In the course of history it has been shown that it is almost impossible to keep algorithms, i.e. the basic procedures, secret. The basic principles of the procedures were repeatedly published or revealed, encryption machines were stolen or could be legally bought. For a long time, the inventors and developers feared that this would also make the process itself unsafe. The concern was as follows: Anyone who knows the process, especially whoever invented it, can break it. Many were intuitively aware that this should not be allowed, but it was not formulated until 1833 by the cryptologist Auguste Kerckhoffs: Becoming aware of the procedure must not endanger security. The key to security, however, is that the key is kept secret.

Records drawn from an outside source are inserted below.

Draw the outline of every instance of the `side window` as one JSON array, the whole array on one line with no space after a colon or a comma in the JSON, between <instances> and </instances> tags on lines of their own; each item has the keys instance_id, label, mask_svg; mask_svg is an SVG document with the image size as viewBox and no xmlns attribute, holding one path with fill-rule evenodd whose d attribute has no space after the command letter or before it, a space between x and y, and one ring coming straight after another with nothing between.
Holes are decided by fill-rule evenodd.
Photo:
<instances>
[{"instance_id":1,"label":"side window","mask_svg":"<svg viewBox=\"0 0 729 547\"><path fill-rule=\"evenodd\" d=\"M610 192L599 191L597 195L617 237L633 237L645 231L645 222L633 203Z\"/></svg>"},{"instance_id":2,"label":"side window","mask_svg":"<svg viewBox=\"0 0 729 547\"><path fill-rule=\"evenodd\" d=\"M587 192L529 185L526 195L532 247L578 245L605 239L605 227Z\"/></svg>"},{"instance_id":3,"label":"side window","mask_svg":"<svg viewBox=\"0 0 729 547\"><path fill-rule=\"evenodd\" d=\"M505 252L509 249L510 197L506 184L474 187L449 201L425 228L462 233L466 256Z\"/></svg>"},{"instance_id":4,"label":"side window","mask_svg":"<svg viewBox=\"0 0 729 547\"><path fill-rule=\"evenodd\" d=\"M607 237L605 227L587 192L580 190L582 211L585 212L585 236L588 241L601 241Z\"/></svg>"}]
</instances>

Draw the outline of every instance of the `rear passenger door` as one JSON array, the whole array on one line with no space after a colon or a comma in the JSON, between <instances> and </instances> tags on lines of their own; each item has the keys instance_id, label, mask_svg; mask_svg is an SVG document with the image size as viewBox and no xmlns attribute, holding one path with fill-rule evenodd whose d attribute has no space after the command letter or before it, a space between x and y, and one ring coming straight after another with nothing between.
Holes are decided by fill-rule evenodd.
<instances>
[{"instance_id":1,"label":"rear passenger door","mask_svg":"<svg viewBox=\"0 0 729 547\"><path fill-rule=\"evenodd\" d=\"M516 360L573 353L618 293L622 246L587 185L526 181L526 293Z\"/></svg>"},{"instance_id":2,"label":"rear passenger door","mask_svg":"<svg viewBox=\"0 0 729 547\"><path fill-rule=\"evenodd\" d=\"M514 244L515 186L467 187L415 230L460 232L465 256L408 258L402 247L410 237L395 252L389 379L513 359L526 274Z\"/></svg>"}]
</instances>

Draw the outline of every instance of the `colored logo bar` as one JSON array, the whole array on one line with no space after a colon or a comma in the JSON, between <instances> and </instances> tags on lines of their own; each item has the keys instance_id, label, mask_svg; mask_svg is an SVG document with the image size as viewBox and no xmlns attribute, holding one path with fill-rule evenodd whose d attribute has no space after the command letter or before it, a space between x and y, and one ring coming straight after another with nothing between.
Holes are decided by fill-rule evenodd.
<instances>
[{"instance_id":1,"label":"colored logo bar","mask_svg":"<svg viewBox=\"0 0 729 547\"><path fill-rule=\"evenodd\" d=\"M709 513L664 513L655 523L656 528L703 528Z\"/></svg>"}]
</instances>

The key is the exclusive secret of the sender and recipient. This is how they protect themselves against the rest of the world. One can also say that the key is the strategic advantage that the recipient has over an attacker. The attacker may have large amounts of ciphertext, he knows the procedure, and he wants to get the plaintext. The question is whether he can do this without knowing the key. One can also turn the tables and measure the security of a procedure according to the chances of success of an attacker. If it is easy to get the plaintext without a key, then the process is insecure. It is safe when an attacker is confronted with a problem that he cannot solve.

The topmost requirement for the security of an encryption method is that an attacker has no chance of trying all the keys. This is not guaranteed with the Caesar disk with its 26 possible settings. With today's procedures, the key space should be at least 2128, better yet 2256 Elements. The latter number is greater than the number of atoms in the universe. In this respect, it is clear that no one, not even all computers on the Internet, can ever implement so many encryptions or decryptions.

Another aspect is important: With a shared key you can create space for secret communication not only for two, but for any number of people. If everyone in a group has the same key and the encryption cannot be broken, then this key acts like a wall protecting this group from the rest of the world.